Despite being injury-free and in the squad for the Border-Gavaskar Trophy series, Pattinson wasn't able to unseat Cummins, Hazlewood or Starc for the Adelaide Test, and is an outside chance to play in any of the remaining three matches.
Chappell spoke glowingly of the 30-year-old and said Australia were lucky to have a fast bowler of his calibre ready to be called upon.
"James Pattinson is a very good bowler. He'd be in any other Test team and in any other era, he'd be a main bowler," Chappell told Wide World of Sports.
"He's just unlucky that he happens to be around at the same time as the current guys.
"It's a terrific position for Australia's bowling stocks to be in.
"James Pattinson would be in any other attack and there are probably a couple of other guys that'd be in a lot of other attacks as well, so Australia's well served for quickies at the moment."
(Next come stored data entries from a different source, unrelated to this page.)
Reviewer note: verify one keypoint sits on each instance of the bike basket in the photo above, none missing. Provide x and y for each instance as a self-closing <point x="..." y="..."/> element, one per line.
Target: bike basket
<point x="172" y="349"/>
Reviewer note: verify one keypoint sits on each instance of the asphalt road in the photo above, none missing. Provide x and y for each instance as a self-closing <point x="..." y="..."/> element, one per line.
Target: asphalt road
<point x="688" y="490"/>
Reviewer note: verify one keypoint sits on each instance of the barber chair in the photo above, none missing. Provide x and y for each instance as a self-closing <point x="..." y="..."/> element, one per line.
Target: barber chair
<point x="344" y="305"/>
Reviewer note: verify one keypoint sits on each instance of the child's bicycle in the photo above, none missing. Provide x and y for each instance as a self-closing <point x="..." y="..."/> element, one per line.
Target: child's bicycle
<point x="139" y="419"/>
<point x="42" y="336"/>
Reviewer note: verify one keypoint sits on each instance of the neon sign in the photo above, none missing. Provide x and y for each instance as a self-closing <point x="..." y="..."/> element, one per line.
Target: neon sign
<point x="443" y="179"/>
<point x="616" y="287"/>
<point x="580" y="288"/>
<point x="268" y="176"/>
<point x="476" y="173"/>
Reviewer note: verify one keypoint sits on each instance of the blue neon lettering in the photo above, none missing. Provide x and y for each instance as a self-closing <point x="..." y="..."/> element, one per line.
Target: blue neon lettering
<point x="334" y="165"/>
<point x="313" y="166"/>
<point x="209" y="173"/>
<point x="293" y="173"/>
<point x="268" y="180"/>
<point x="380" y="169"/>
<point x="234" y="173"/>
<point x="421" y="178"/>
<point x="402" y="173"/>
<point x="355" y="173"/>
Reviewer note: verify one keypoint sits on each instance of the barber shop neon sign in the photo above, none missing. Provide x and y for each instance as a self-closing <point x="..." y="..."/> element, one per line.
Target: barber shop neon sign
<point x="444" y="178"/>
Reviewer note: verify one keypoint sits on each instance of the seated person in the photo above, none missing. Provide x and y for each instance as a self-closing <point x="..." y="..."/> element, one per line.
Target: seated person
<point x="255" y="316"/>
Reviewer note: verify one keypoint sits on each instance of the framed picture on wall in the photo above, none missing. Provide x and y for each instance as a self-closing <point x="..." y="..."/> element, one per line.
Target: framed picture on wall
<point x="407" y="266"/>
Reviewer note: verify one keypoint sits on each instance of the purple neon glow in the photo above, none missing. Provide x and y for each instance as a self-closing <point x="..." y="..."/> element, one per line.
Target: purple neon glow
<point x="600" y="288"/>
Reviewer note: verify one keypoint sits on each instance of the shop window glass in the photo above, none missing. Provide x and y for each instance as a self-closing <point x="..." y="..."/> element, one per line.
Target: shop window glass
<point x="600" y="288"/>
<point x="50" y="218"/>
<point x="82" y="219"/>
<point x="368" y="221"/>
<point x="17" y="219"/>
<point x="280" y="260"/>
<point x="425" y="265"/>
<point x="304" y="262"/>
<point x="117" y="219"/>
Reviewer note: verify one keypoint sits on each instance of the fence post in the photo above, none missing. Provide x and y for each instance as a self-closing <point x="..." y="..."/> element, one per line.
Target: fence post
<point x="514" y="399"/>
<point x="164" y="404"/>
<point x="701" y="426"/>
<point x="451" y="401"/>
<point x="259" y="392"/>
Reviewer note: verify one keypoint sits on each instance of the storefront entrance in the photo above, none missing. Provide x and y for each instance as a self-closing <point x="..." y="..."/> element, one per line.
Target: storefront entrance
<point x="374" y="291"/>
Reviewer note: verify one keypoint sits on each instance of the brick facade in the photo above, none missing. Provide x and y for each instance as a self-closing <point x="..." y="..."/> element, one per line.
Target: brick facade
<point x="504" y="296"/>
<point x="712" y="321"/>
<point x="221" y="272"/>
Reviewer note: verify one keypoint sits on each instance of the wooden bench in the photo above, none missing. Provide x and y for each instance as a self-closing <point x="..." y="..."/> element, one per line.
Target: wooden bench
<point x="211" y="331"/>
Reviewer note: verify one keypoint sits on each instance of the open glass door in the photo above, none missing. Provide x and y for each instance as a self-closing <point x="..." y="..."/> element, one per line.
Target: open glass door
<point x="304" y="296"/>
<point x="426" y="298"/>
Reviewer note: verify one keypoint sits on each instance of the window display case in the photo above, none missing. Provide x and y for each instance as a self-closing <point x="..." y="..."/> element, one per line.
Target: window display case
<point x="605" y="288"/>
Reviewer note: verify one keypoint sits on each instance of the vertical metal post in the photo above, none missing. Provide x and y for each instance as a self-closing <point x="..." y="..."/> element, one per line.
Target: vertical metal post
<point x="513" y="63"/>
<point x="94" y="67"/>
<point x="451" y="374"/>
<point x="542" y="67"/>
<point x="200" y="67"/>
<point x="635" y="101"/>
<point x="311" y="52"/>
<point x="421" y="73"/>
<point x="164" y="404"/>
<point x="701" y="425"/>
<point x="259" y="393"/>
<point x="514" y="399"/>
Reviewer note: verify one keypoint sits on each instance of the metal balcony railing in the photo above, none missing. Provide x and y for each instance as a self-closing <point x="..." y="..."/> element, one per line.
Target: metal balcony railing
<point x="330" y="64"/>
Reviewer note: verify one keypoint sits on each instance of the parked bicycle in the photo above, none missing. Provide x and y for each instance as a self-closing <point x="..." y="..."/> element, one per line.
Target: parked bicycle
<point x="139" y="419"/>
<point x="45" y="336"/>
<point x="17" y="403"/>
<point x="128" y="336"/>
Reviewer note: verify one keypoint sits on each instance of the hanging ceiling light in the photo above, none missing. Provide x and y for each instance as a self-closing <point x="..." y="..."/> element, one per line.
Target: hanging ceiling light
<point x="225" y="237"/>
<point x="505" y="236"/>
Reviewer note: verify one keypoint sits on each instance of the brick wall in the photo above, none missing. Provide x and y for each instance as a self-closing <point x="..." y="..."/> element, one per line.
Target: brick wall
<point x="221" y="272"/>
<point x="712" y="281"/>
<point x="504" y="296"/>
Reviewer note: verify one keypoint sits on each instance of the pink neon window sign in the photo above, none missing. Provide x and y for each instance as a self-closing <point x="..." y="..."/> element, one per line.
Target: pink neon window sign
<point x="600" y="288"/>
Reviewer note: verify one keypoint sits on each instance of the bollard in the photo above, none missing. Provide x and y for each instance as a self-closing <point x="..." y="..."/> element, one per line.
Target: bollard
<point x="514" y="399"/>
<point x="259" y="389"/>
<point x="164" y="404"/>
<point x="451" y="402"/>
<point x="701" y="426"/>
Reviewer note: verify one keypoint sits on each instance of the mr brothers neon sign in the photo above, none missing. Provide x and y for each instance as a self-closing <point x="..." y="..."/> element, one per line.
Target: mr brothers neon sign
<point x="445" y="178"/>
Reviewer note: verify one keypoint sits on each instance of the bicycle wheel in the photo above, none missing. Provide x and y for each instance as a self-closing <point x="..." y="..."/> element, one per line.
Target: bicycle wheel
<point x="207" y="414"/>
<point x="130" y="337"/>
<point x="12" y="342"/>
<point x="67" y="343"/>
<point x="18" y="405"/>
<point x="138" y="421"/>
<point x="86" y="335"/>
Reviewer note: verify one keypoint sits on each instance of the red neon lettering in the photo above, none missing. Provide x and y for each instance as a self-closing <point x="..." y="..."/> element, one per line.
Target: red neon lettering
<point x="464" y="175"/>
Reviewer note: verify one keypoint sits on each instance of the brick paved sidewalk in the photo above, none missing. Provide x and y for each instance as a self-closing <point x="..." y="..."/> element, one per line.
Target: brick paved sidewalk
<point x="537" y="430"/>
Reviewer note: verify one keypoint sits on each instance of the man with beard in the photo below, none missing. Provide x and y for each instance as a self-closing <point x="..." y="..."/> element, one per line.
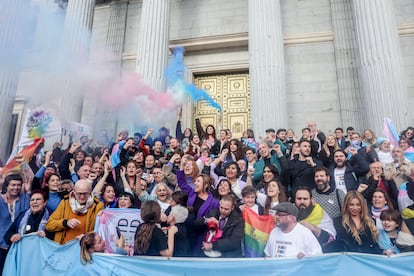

Although Pattinson (48.9) lays claim to a lower Test strike-rate than Trueman (49.4), Garner (50.8), Hadlee (50.8), Holding (50.9), McGrath (51.9) and Lillee (52.0), Chappell cautioned against comparing cricketers of different eras.
"You've got to balance it up against who they're bowling against," he said.
Chappell narrowly missed out on facing Trueman but he padded up against Garner, Holding and Hadlee on the international stage, and Lillee in the nets and Sheffield Shield.
"Like all good bowlers they were difficult but if you're playing Test cricket, you're expecting to come up against good bowlers, so you just try and find a way to hang around and score runs," Chappell said.
Although the former Test skipper couldn't be lulled into comparing Pattinson's Test statistics with the records of former champions, he said a quality cricketer would thrive in any era.
"The really good players from any era would be really good players in any other era," Chappell said.
"The reason why they're the best payers in their era is they're better and they're smarter, all those things that go to making up a good cricketer."
Pattinson is determined to play top-level cricket until he's 35, and once the Border-Gavaskar Trophy series is wrapped up, his next challenge will be to earn a recall for Australia's three-match Test tour of South Africa across February and March.
Australia will then play one home Test against Afghanistan in November, before striving to retain the Ashes over the 2021-22 Australian summer.
"I think he'll get a game with all the cricket being played," Chappell said.
"He just won't get as many games as he'd probably like."